RIM got hit with the 8800, and now with the launch of the 8300, the company is aiming at revitalizing its market presence. However, it would be unfair to compare the Curve based on the company’s other products. This time around, RIM made it very clear that the target audience for this phone are people who are looking for certain features like access to mail etc. and the phone offers it all. How does it manage that? Let’s take a look.
What’s more, the buttons are quite responsive and evenly spaced, which makes typing a pleasure. The left and right shift buttons, each required for typing symbols or upper case letters also supplement the keypad, and I love the keypad for the convenience it offers. I typed long mails, and also used Google Talk extensively, but couldn't muster enough reasons to trash it.

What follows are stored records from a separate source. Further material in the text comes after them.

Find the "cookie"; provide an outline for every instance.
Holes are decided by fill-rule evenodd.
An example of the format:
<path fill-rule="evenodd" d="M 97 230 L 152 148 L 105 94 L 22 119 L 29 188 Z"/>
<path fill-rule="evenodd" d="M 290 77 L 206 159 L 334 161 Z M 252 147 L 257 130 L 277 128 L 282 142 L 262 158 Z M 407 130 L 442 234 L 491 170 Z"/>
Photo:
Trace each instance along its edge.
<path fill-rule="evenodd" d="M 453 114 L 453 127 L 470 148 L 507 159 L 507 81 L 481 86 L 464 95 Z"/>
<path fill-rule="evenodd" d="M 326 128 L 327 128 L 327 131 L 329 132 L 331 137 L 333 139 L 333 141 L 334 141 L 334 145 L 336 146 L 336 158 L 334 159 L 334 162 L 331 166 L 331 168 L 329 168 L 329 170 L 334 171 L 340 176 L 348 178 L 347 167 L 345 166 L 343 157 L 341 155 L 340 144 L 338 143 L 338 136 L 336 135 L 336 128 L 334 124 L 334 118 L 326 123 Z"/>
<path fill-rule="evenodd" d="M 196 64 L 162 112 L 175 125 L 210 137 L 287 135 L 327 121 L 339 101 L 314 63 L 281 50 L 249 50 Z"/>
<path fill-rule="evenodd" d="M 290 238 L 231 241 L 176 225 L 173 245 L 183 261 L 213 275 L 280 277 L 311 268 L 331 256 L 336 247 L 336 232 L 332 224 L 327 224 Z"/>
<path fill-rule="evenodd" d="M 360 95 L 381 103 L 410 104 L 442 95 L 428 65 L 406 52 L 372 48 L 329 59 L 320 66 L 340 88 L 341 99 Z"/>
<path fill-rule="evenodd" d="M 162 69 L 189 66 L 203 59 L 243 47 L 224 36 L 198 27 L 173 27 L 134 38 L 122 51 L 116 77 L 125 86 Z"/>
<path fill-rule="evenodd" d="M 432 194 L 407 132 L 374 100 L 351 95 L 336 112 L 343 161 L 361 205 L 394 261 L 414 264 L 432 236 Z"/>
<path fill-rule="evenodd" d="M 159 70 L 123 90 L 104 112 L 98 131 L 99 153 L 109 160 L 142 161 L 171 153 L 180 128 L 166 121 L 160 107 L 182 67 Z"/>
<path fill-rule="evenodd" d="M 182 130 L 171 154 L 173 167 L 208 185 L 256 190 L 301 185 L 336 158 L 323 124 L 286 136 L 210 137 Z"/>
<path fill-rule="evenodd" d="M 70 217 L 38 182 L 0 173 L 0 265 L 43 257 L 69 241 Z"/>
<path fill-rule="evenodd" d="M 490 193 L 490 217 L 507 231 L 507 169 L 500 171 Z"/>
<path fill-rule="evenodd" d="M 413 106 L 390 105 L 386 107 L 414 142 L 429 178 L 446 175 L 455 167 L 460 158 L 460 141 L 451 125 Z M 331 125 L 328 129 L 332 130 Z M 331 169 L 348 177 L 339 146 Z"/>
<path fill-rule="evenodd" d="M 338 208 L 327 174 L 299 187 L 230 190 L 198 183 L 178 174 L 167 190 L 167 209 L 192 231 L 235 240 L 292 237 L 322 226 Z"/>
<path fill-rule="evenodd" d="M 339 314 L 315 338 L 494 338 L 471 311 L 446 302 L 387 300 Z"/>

The screen is a 2.5 inch 65,000 color screen with a 320x240 pixel resolution. Like its predecessor, this phone also incorporates the white glowing trackball. Having this, according to the company, is one of the turning points for the phone as users can navigate with ease. Quite frankly, I like the trackball.
There is another reason to fall right in love with the phone — the 3.5mm jack that you will find at the left side of the phone. Personally, this appeals to me more than anything else. This is because it enables me to use my Sony earphones to watch videos and listen to music. This is the first step RIM has taken to make its phones more multimedia friendly. On the same side, just below the earphone jack you will find the miniUSB slot. And the Voice dialing button can be found on the same side too.
On the right side you will find the Volume buttons and the camera button. On the back you will find the Camera with flash and the self-portrait mirror. What I don’t like about the Curve, however, is that it doesn’t feature a hot swap slot. In fact, you will need to take the battery out each time you need to take the Micro SD Card out, which in my opinion — sucks!